What emerges from these ravishing portraits of otherwise, the way a sculpture emerges from the marble cut away, is a love letter to this particular world, this improbable flotsam of the possible. “How shall I / celebrate the planet / that, even now, carries me / in its fruited womb?” Diane asks, “full of stagefright / and misgiving,” then goes on to sign the celestial body electric, arriving at the most fundamental question:
How can any system
observe itself?
And the poems answer: with systematic wonder.

Long available only as a lucky find in a dusty corner of a second-hand bookshop, The Planets: A Cosmic Pastoral (public library) is now resurrected under Marginalian Editions. To celebrate its second life, I asked Diane, now approaching eighty, what has most surprised her about the universe, and the microcosm of the universe that is this life, since she wrote those dazzling poems in her twenties — a span of time in which we sequenced the human genome, invented the Internet, discovered gravitational waves and the Higgs boson and the first Earth-like planet orbiting another star, and then ten thousand more as the horizon of the observable universe spilled 93 billion light-years away from the awed eye that took 500 million years to go from trilobite to telescope.
Diane’s answer is nothing less than a prose poem:
Once, I thought the universe’s greatest gift was scale — those vaulting immensities of gas and dust, planets flaring like thoughts inside a skull of stars. But time, that sly astronomer, has shown me something subtler: how much of the same splendor hums within us and all of nature. The pulse of a leaf opening to sun, the quiet veer of a child’s attention, my own heartbeat a small percussion in ancient starlight — all are galaxies folded inward, universes in miniature.
What surprises me now is not just the infinite, but the intimate. That carbon dust became breath and laughter. That our cells remember ancient oceans. That every discovery, no matter how remote, begins with the same feral impulse: our roving curiosity reaching outward, hoping to belong to a larger story of life seeding itself throughout the universe. The Cosmos expands and so does our vertiginous curiosity, an old companion who still finds fresh ways to excite, comfort, teach, and inspire.

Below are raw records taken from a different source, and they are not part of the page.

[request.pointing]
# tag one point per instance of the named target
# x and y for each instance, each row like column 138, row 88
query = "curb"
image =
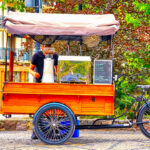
column 26, row 124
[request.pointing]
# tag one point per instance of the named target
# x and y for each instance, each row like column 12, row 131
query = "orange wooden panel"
column 60, row 89
column 27, row 97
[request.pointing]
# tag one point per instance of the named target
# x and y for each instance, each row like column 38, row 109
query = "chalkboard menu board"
column 102, row 72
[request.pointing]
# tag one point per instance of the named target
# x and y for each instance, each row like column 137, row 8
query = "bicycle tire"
column 144, row 115
column 54, row 124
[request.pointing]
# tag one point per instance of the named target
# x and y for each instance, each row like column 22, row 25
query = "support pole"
column 11, row 59
column 38, row 9
column 6, row 59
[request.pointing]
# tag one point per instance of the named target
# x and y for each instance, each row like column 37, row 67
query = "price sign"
column 102, row 72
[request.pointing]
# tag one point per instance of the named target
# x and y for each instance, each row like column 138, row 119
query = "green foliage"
column 131, row 43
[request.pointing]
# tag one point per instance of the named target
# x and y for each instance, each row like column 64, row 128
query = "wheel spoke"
column 55, row 125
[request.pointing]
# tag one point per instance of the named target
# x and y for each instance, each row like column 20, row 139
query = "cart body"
column 82, row 99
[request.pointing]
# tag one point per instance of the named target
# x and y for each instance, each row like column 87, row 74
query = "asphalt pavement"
column 88, row 140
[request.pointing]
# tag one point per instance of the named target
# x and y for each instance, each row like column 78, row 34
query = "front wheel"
column 144, row 119
column 54, row 123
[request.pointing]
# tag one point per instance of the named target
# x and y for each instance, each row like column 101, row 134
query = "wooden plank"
column 59, row 89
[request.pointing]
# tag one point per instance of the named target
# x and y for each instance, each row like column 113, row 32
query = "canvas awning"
column 60, row 24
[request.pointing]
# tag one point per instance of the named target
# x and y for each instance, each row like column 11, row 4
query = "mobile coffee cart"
column 56, row 105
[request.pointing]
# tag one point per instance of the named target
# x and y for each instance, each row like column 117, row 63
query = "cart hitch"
column 103, row 126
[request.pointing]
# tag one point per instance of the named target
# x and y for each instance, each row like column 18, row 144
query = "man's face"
column 47, row 50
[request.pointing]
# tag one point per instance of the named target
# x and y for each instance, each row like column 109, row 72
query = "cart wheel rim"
column 54, row 125
column 146, row 120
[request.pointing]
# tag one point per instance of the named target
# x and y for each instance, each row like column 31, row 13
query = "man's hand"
column 36, row 75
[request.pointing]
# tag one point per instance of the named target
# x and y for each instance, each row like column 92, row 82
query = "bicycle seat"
column 143, row 86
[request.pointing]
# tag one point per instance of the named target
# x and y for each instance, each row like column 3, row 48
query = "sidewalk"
column 24, row 123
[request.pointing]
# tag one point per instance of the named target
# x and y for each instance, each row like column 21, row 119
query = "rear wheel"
column 144, row 116
column 54, row 124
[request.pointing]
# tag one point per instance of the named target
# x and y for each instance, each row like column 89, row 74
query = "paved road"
column 88, row 140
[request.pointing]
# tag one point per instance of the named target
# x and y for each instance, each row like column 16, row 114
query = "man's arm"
column 31, row 71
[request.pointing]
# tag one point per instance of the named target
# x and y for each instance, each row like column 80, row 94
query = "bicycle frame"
column 138, row 99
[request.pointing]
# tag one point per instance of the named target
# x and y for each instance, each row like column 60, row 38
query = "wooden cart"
column 56, row 105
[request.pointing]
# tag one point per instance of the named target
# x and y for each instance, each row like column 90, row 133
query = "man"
column 38, row 62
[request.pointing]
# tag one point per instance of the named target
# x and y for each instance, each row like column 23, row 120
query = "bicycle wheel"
column 144, row 116
column 54, row 124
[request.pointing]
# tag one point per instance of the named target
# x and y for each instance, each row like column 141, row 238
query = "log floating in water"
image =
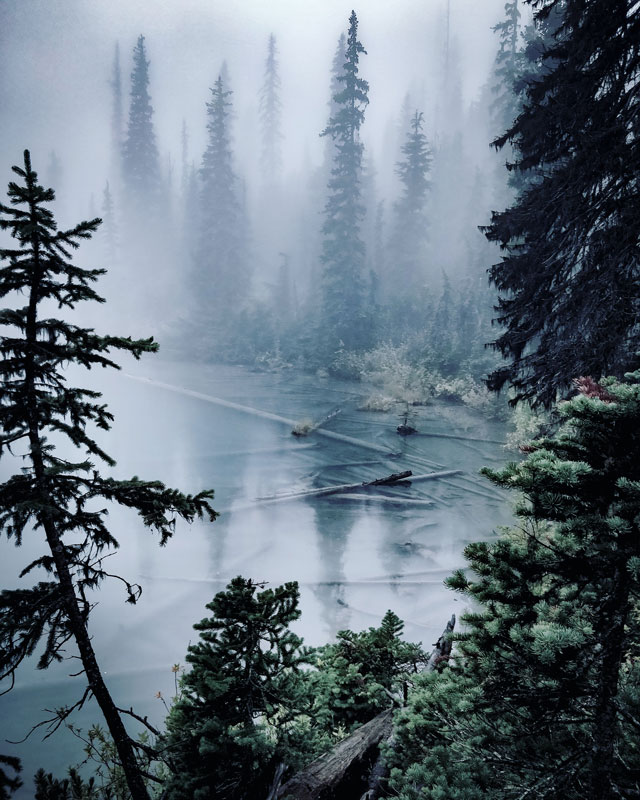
column 256, row 412
column 302, row 429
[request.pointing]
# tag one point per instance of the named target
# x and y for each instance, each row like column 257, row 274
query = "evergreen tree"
column 407, row 243
column 271, row 116
column 568, row 282
column 507, row 68
column 227, row 730
column 222, row 269
column 110, row 234
column 356, row 674
column 62, row 499
column 343, row 251
column 334, row 89
column 140, row 160
column 543, row 695
column 8, row 784
column 116, row 115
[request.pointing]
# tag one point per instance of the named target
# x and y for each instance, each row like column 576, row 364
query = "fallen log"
column 304, row 429
column 256, row 412
column 340, row 773
column 393, row 478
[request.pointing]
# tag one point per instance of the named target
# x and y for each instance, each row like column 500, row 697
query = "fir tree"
column 568, row 280
column 343, row 251
column 64, row 500
column 116, row 115
column 271, row 116
column 140, row 160
column 507, row 68
column 542, row 697
column 221, row 260
column 227, row 730
column 110, row 235
column 407, row 243
column 8, row 784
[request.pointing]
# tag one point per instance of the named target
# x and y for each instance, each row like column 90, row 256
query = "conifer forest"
column 320, row 400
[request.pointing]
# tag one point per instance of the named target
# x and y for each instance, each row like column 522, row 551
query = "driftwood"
column 305, row 430
column 256, row 412
column 393, row 478
column 339, row 773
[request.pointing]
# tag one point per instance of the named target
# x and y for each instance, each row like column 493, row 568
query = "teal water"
column 355, row 556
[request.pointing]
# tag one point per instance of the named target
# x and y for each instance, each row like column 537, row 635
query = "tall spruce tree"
column 343, row 251
column 407, row 242
column 507, row 69
column 63, row 500
column 222, row 268
column 271, row 116
column 116, row 116
column 543, row 693
column 140, row 160
column 568, row 281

In the author’s note to our new edition, Diane reflects on what had animated her when she wrote these eternal poems a lifetime ago:
I hoped that when readers closed the book they would feel a blend of rapture and responsibility — the sense that our little lives and the vast lives of other worlds are made of the same dust, bound by the same laws, and therefore implicated in one another’s fate. I hoped for a lingering awareness that the “cosmic” is not elsewhere: the calcium in our bones, the iron in our blood, the mold on bread, the storms on Jupiter, and the quiet in deep space are all chapters of a single ancestral story, and once you feel that kinship it becomes harder to treat other lives or other landscapes as expendable scenery.
I also hoped readers might feel a bridge between awe and stewardship: the knowledge that we are latecomers in an ancient universe who nonetheless possess a frightening and beautiful power to scar or to shelter the only world (at the moment) we know to be alive. I wanted that double sensation to persist—a childlike wonder before the everythingness of everything, and braided through it, the mature realization that wonder alone is not enough, that love of the cosmos must express itself as care for this particular planet, with all its ordinary (though often overlooked) natural miracles.